From Hijackings to Right-Wing Extremism: The Drivers of New Zealand’s Counter-terrorism Legislation 1977 – 2020

Author: Webb, Sheridan
Published in National Security Journal, 09 April 2021

The role of the United Nations in the development of an international CT framework

The United Nations (UN) has over time carved itself a central role in the development of an international counterterrorism (CT) regime. Between the rise in popularity of air hijackings in the 1960s and the new millennium, the United Nations General Assembly (UNGA) developed a series of conventions that addressed specific terrorist offending. These conventions called on signatories to suppress certain terrorist acts, to criminalise such offending in domestic legislation, and to provide the means to prosecute or extradite terrorists.1 During UN CT negotiations in the 1970s, the definition of terrorism emerged as the key polarising issue, as states were divided on who could “use force without being described as a terrorist.”2 To date, no definition has been internationally agreed upon and key multilateral agreements, such as the Comprehensive Convention on International Terrorism, remain unresolved.

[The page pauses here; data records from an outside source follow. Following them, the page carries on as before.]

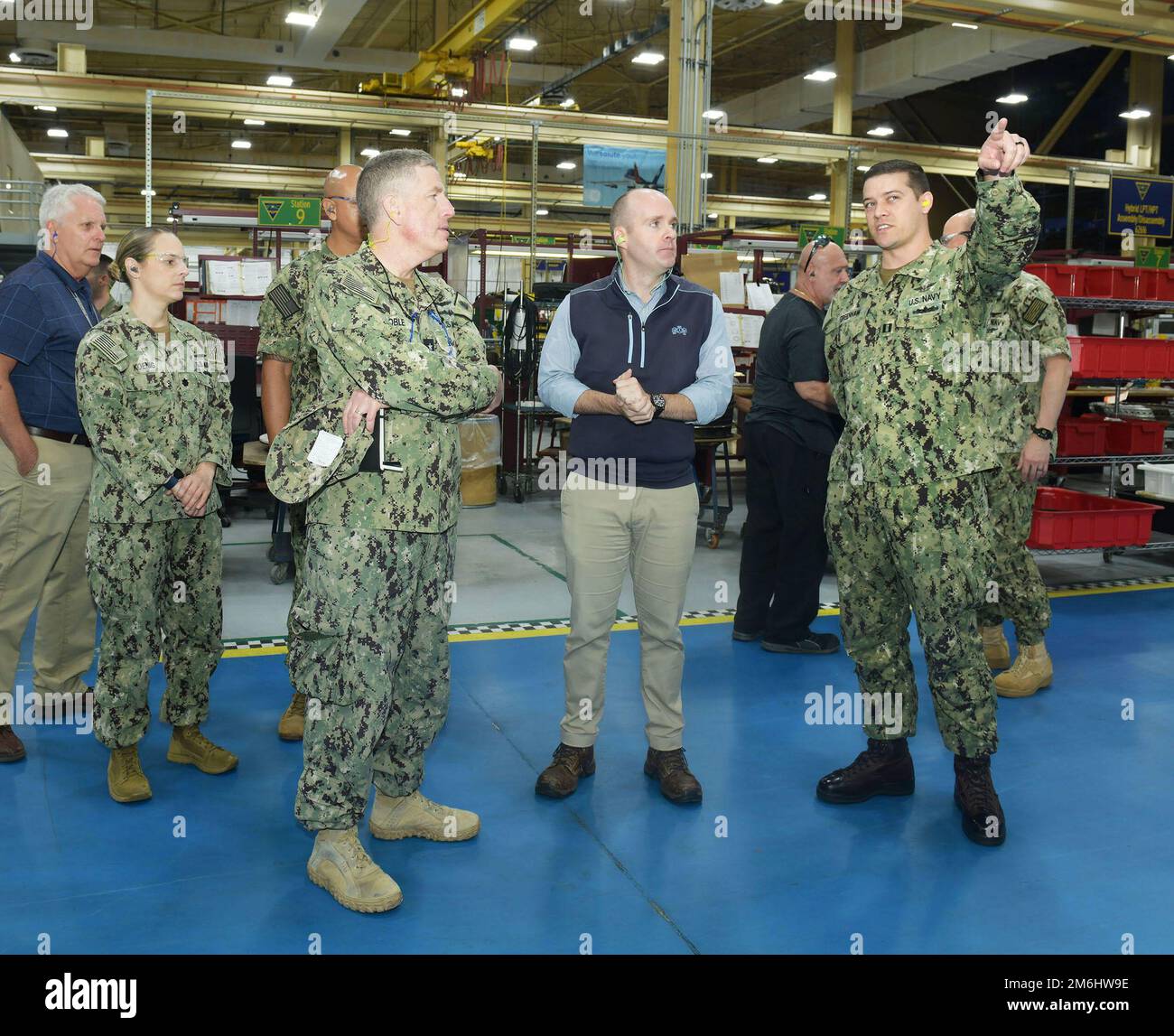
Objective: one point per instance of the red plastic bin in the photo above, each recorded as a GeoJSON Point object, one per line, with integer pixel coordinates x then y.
{"type": "Point", "coordinates": [1128, 434]}
{"type": "Point", "coordinates": [1104, 357]}
{"type": "Point", "coordinates": [1064, 280]}
{"type": "Point", "coordinates": [1065, 519]}
{"type": "Point", "coordinates": [1080, 437]}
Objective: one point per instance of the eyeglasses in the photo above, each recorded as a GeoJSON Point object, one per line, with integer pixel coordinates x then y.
{"type": "Point", "coordinates": [817, 242]}
{"type": "Point", "coordinates": [167, 258]}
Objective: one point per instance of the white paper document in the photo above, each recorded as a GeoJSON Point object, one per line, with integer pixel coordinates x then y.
{"type": "Point", "coordinates": [324, 450]}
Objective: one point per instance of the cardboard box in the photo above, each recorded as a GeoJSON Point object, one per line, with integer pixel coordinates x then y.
{"type": "Point", "coordinates": [704, 268]}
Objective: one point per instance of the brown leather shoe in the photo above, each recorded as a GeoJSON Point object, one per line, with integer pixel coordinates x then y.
{"type": "Point", "coordinates": [562, 777]}
{"type": "Point", "coordinates": [11, 747]}
{"type": "Point", "coordinates": [677, 784]}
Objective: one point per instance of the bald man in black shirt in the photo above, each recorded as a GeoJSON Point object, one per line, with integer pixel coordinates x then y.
{"type": "Point", "coordinates": [790, 433]}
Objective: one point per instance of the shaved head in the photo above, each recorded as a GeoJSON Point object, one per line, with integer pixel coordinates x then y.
{"type": "Point", "coordinates": [627, 206]}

Following 9/11, the United Nations Security Council (UNSC) issued a series of binding decisions under Chapter Seven of the UN Charter. Chapter Seven empowers the UNSC to act with respect to “threats to the peace, breach of the peace, or acts of aggression”, where they can “make recommendations, or decide what measures shall be taken … to maintain or restore international peace and security.”3 These resolutions differed from earlier approaches, as they obliged all UN member states to prevent and prosecute terrorism by virtue of the state’s signatory to the UN Charter. The UNSC has subsequently built a framework through these decisions, where states, international organisations and non-state actors have reinforcing roles.4 However, in pursuing a “pervasive and top-down law-making” approach, the UNSC straddles the line between being an active implementer of international law and overstepping into states’ domestic legislative processes.5 The key constitutional concern relates to whether binding Chapter Seven resolutions intrude on state sovereignty, as while states agreed to be bound by decisions of the UNSC when becoming a party to the UN Charter, “it could hardly have been intended” that the UNSC would hold such influence on states’ treaty-making processes and the implementation of domestic CT legislation.6

With respect to the definition of terrorism following 9/11, the UNSC has sidestepped the issue; no resolution has attempted to define it. Instead, the UNSC has strived to set international norms, pressing member states to implement domestic legal frameworks with offences that ensure that individuals or groups that finance, plan, prepare or perpetrate terrorist acts are brought to justice.7 To satisfy these UNSC resolutions, states have had to develop their own definitions of a terrorist act. UNSC resolution 1373 (adopted in the wake of 9/11) is of particular importance as it required states to report on the steps taken to progress these obligations after 90 days of its adoption. The first tranche of domestic CT law changes in several countries was consequently rapid, reactive and rushed.